Ray performance using physical CPUs versus logical CPUs

Hi there,

I am interested in Ray performance using physical CPUs against logical CPUs. Given Debugging and Profiling — Ray v1.9.1, and particularly:

Do the machines you’re running on have fewer physical cores than logical cores? You can check the number of logical cores with psutil.cpu_count() and the number of physical cores with psutil.cpu_count(logical=False). This is common on a lot of machines and especially on EC2. For many workloads (especially numerical workloads), you often cannot expect a greater speedup than the number of physical CPUs.

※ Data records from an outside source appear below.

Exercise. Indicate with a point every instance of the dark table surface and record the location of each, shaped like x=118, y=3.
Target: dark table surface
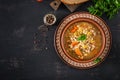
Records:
x=19, y=60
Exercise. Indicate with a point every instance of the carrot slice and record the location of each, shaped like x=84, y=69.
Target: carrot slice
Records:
x=78, y=52
x=74, y=29
x=74, y=43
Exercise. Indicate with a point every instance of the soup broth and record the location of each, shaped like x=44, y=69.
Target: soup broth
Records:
x=82, y=40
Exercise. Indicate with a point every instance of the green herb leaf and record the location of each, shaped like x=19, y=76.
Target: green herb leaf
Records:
x=109, y=7
x=82, y=37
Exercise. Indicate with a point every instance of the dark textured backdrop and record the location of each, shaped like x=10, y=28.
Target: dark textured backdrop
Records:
x=19, y=21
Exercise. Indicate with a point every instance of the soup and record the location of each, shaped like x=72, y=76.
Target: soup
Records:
x=82, y=40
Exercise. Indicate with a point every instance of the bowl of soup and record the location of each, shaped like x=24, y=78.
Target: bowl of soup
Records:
x=82, y=40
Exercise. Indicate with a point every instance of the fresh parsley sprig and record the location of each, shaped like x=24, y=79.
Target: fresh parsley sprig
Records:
x=108, y=7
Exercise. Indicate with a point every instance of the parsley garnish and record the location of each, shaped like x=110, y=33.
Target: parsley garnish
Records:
x=82, y=37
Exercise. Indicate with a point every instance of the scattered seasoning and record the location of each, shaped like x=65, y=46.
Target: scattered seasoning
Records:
x=39, y=1
x=97, y=60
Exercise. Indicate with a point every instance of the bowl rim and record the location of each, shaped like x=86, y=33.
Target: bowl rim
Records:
x=91, y=22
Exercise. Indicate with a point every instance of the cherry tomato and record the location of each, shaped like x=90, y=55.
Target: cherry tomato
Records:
x=39, y=1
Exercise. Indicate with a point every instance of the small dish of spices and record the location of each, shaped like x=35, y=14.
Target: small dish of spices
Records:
x=49, y=19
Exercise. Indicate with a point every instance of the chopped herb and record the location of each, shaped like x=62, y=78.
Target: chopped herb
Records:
x=97, y=60
x=82, y=37
x=108, y=7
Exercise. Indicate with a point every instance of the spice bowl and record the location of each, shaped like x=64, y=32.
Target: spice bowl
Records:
x=49, y=19
x=82, y=40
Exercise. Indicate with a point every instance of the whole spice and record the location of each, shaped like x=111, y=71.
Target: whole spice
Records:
x=49, y=19
x=108, y=7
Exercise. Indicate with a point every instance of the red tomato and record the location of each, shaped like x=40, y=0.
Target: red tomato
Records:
x=39, y=0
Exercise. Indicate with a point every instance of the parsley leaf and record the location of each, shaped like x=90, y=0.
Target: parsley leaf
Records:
x=82, y=37
x=108, y=7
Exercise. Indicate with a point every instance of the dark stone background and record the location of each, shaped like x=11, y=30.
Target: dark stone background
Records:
x=19, y=21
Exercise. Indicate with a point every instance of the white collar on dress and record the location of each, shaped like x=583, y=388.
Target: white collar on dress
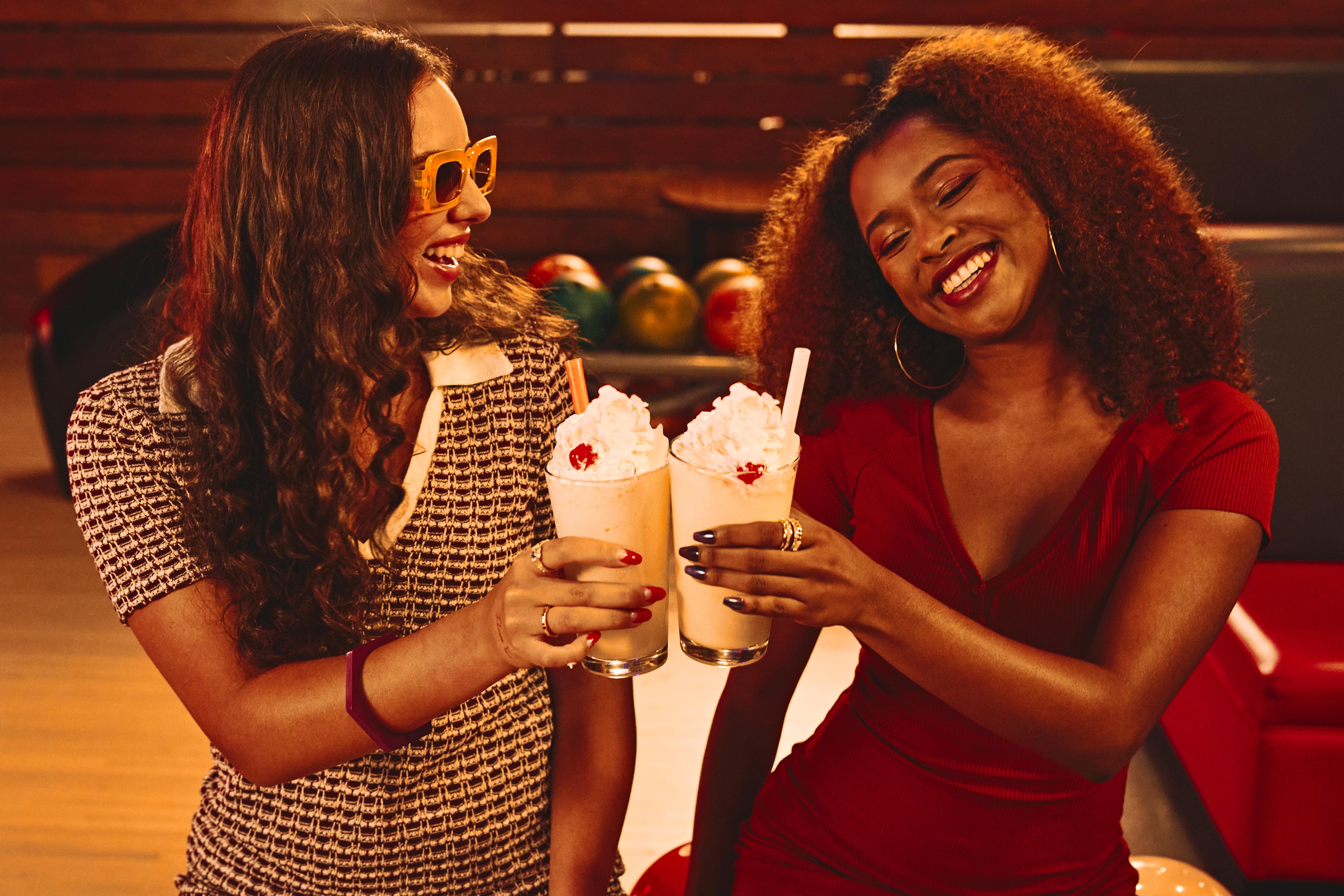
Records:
x=465, y=366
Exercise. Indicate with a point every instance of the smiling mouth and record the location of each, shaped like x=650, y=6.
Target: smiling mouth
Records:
x=447, y=256
x=968, y=274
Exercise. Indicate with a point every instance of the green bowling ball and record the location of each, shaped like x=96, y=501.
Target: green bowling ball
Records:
x=635, y=269
x=660, y=312
x=582, y=298
x=717, y=272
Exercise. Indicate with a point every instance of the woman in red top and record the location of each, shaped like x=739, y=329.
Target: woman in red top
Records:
x=1035, y=515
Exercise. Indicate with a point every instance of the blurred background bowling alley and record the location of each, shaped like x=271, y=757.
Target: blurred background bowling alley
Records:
x=639, y=144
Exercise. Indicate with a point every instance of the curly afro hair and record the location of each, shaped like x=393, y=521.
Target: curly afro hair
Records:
x=1150, y=303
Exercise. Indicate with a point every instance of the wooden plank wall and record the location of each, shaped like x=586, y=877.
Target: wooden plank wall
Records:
x=103, y=101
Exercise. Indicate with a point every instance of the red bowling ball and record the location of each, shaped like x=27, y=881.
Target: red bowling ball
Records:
x=723, y=311
x=547, y=269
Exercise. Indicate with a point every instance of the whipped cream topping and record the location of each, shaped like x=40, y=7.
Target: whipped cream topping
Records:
x=611, y=440
x=742, y=434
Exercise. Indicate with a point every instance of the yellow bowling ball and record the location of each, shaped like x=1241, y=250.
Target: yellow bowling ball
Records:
x=660, y=312
x=1160, y=876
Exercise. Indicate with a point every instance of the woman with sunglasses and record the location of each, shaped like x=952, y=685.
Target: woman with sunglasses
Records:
x=1034, y=488
x=323, y=511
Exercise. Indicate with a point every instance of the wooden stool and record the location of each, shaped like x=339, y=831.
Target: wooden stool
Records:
x=718, y=203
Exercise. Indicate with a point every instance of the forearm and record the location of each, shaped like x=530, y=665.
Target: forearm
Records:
x=291, y=721
x=592, y=770
x=737, y=761
x=1072, y=711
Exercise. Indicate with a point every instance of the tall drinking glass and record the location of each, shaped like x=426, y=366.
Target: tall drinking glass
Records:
x=704, y=499
x=631, y=512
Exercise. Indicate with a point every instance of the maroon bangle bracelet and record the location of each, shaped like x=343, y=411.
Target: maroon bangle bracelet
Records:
x=357, y=705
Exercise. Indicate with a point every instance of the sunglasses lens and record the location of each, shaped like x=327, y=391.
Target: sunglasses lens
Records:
x=484, y=168
x=448, y=183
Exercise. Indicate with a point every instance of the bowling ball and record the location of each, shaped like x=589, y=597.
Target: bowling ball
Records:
x=582, y=299
x=667, y=875
x=717, y=272
x=723, y=311
x=547, y=269
x=660, y=312
x=635, y=269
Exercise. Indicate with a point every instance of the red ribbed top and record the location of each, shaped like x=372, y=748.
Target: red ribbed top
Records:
x=899, y=792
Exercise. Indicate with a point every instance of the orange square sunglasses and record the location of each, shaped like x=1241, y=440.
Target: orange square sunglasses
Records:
x=441, y=181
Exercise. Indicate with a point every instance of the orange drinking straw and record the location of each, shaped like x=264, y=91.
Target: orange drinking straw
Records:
x=579, y=383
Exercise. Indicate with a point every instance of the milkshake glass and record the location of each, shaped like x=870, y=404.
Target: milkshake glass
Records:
x=631, y=512
x=609, y=480
x=715, y=483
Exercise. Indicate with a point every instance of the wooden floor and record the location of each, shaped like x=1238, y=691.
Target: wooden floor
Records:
x=100, y=765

I have the following question. Why can’t I expect a greater speedup than the number of physical CPUs for many workloads (especially numerical workloads)?

Thanks in advance!

Hi @YarShev!

Why can’t I expect a greater speedup than the number of physical CPUs for many workloads (especially numerical workloads)?

Because workloads such as numerical workloads are often compute-intensive, meaning that they involve mostly on-physical-core execution.

A logical core (i.e. HyperThreading) works by swapping in a thread of execution onto a physical core when the current thread on the physical core stalls to e.g. access memory or perform I/O. If all threads involve mostly on-physical-core execution and therefore are performing very little memory accesses or I/O, these threads will end up being in constant contention for the physical core, yielding very little parallelism between the threads, and maybe even degrading performance due to the overhead of these context switches.

Hi @Clark_Zinzow, thank you for the answer! That makes sense to me.